Northern Ireland

Four out of five unpaid NI carers taking on bulk of caring for people with dementia

A survey by the Alzheimer’s Society has highlighted the price unpaid carers pay to provide vital care to loved ones
A survey by the Alzheimer’s Society has highlighted the price unpaid carers pay to provide vital care to loved ones A survey by the Alzheimer’s Society has highlighted the price unpaid carers pay to provide vital care to loved ones

Four out of five unpaid carers in Northern Ireland are taking on the bulk of caring responsibilities for people with dementia, a leading charity has said.

A survey by the Alzheimer’s Society has highlighted the price unpaid carers pay to provide vital care to loved ones.
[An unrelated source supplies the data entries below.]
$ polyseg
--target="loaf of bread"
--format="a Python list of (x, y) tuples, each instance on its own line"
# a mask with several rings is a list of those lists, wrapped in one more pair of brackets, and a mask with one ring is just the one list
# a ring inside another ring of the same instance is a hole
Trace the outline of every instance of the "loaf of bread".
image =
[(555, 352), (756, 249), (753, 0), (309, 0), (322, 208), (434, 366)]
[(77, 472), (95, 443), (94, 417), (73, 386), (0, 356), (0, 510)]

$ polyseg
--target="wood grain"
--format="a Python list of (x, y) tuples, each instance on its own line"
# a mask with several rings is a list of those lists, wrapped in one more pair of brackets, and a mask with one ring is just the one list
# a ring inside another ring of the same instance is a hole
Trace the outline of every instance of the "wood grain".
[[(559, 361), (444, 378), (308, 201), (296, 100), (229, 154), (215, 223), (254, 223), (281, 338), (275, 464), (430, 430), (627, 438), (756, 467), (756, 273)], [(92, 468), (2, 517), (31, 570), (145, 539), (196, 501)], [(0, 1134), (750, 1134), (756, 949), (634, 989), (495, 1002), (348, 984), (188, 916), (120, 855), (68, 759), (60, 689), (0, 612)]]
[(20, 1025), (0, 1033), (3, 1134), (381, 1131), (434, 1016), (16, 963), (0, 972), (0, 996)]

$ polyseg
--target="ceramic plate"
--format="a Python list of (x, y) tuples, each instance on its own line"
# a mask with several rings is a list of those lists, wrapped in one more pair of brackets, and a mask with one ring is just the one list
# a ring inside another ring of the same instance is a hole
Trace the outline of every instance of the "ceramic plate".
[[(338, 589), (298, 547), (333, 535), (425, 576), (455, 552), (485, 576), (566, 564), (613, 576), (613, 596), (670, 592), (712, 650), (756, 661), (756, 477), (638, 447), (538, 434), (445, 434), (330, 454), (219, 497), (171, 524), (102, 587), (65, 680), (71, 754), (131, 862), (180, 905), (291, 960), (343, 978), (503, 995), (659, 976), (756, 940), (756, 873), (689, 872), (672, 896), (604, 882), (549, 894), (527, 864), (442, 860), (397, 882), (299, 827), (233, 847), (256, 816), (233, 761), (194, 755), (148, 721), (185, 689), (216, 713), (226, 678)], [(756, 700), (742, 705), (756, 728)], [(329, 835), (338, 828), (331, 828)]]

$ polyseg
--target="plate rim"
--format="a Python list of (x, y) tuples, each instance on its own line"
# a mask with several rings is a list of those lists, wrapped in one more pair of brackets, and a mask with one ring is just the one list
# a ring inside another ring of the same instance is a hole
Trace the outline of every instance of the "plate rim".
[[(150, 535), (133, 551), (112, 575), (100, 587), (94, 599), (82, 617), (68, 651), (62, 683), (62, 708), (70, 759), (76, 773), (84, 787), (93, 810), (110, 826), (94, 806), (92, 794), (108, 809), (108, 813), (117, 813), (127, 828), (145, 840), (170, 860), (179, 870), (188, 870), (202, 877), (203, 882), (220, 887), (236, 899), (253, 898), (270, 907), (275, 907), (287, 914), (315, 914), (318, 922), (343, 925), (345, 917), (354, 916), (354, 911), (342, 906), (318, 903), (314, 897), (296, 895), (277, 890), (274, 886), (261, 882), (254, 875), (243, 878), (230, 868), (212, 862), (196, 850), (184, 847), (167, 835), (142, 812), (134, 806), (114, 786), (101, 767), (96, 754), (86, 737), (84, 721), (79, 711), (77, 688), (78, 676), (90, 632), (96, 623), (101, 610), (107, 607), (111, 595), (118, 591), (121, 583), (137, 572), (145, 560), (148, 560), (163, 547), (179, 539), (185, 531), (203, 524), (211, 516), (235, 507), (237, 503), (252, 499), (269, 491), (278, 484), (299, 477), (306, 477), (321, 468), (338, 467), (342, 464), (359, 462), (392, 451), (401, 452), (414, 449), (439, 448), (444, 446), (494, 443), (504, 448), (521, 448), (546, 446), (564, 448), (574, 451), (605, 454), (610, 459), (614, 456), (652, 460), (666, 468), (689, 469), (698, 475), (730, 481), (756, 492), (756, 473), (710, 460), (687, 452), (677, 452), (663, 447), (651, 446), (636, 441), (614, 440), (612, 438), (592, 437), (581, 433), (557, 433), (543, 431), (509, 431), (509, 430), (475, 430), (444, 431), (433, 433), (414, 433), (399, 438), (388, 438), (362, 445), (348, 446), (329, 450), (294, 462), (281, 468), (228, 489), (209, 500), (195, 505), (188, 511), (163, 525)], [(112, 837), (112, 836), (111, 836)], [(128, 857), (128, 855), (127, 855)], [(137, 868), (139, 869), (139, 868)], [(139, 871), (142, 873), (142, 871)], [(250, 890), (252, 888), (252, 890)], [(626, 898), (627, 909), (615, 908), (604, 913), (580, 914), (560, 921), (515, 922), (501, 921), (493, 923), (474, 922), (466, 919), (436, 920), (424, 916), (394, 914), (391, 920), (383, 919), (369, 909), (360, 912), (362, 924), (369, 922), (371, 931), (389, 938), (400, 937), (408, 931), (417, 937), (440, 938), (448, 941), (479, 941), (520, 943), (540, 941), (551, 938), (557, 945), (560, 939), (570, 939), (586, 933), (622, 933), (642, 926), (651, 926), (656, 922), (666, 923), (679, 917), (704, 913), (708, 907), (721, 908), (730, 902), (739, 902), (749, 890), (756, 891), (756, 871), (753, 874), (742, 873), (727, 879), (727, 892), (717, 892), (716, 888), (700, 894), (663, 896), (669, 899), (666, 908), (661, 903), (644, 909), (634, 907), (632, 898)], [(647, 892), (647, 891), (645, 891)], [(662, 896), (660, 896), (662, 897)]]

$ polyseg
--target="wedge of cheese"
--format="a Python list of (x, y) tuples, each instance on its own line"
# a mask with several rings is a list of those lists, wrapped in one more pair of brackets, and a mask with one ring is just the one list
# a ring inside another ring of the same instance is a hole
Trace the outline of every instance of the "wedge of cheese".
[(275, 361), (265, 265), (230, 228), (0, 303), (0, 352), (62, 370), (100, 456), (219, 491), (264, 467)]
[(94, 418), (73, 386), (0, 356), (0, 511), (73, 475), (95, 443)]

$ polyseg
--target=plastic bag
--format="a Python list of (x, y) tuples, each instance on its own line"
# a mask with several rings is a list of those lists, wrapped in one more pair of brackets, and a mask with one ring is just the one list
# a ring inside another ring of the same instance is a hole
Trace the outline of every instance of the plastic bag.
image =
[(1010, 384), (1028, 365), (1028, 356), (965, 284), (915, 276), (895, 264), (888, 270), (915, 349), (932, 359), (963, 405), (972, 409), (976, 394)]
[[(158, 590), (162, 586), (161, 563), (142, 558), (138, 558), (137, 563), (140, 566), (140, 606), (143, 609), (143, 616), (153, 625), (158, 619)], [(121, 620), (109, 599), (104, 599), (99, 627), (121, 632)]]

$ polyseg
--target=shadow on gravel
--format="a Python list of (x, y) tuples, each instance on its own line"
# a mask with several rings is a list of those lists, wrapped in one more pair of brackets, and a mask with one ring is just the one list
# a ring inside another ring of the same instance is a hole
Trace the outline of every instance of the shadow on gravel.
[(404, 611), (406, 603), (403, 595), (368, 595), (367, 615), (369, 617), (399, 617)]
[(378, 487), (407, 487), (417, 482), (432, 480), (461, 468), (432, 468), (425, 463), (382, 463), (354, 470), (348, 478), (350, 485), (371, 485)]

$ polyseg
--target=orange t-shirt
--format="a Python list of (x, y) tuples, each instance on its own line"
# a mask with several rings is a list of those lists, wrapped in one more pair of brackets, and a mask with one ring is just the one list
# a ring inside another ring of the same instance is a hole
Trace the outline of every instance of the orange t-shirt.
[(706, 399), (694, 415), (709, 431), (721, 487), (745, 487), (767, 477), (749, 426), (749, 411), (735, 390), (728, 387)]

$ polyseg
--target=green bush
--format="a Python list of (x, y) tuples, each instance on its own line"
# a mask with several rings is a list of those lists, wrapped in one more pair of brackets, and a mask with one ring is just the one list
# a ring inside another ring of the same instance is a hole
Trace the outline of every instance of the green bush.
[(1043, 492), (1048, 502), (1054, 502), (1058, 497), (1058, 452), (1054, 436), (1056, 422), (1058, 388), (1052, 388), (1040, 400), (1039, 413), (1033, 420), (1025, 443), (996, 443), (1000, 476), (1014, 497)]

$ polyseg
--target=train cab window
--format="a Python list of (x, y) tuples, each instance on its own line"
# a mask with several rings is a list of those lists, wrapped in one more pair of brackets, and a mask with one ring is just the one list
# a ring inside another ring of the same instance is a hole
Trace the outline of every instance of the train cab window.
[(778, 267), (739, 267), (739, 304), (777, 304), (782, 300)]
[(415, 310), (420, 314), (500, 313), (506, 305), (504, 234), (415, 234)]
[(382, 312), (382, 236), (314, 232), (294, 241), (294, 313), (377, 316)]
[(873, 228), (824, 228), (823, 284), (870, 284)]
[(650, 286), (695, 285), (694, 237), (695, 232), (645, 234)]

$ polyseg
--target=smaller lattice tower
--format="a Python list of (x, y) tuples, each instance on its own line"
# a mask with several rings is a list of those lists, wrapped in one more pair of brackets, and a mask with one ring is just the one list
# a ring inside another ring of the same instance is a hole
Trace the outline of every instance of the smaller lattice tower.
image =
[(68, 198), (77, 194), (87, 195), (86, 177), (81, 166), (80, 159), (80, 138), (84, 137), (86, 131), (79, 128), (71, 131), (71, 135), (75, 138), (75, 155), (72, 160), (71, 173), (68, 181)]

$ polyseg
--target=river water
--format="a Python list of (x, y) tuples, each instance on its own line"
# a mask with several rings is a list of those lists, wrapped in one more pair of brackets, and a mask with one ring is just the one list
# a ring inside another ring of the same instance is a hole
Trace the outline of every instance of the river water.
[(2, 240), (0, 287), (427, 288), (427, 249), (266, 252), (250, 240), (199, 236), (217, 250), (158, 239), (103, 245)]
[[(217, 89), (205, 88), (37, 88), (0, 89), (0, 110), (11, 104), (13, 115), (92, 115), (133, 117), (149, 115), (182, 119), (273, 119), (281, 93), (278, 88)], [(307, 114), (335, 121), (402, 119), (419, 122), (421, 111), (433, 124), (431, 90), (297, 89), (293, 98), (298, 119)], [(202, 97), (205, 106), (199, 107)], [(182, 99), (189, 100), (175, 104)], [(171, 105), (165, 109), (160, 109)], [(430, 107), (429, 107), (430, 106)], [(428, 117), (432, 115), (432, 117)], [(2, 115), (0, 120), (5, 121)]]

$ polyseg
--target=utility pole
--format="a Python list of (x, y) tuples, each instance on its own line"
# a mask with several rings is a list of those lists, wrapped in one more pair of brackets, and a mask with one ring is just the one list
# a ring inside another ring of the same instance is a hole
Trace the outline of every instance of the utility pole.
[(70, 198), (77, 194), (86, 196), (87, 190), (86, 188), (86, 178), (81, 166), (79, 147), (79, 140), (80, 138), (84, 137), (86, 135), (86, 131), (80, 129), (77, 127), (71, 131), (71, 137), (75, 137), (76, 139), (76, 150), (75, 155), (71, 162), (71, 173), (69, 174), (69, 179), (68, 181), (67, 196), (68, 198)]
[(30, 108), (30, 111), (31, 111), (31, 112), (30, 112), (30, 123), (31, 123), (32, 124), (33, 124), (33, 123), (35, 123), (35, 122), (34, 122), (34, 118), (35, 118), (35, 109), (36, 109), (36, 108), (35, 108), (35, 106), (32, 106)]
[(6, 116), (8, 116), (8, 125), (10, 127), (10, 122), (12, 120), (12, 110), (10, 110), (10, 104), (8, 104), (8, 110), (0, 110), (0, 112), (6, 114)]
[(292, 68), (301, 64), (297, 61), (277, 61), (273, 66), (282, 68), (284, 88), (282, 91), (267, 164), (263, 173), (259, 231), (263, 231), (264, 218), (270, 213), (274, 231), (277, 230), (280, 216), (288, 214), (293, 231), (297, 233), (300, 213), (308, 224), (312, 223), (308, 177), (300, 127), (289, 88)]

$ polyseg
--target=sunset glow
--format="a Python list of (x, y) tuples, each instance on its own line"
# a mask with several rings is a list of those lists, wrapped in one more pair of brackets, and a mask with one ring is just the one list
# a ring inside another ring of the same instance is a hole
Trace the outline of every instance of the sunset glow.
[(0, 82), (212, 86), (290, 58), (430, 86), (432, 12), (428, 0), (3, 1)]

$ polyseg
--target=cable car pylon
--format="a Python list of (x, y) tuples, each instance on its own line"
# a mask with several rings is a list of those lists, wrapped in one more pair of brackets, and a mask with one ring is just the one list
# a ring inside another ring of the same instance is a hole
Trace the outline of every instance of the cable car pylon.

It found that 85 per cent of carers in the north class themselves as primary carers, taking on the majority of caring responsibilities for their loved one.

Spending on average four working days a week (26.7 hours) providing essential practical and emotional support, the impact of unpaid caring duties comes at a price, with a quarter going as far to say they feel they have lost their identity (20 per cent).

A quarter revealed they lost friends and lacked frequent social contact with others, while three in 10 also said they did not have anyone they felt they could go to for help.

Around half surveyed have had to juggle caring duties with working full-time, with one in six forced to reduce working hours.

The charity is encouraging people to sign up to a Memory Walk, which sees thousands of people walk for, or in memory of, a loved one with dementia.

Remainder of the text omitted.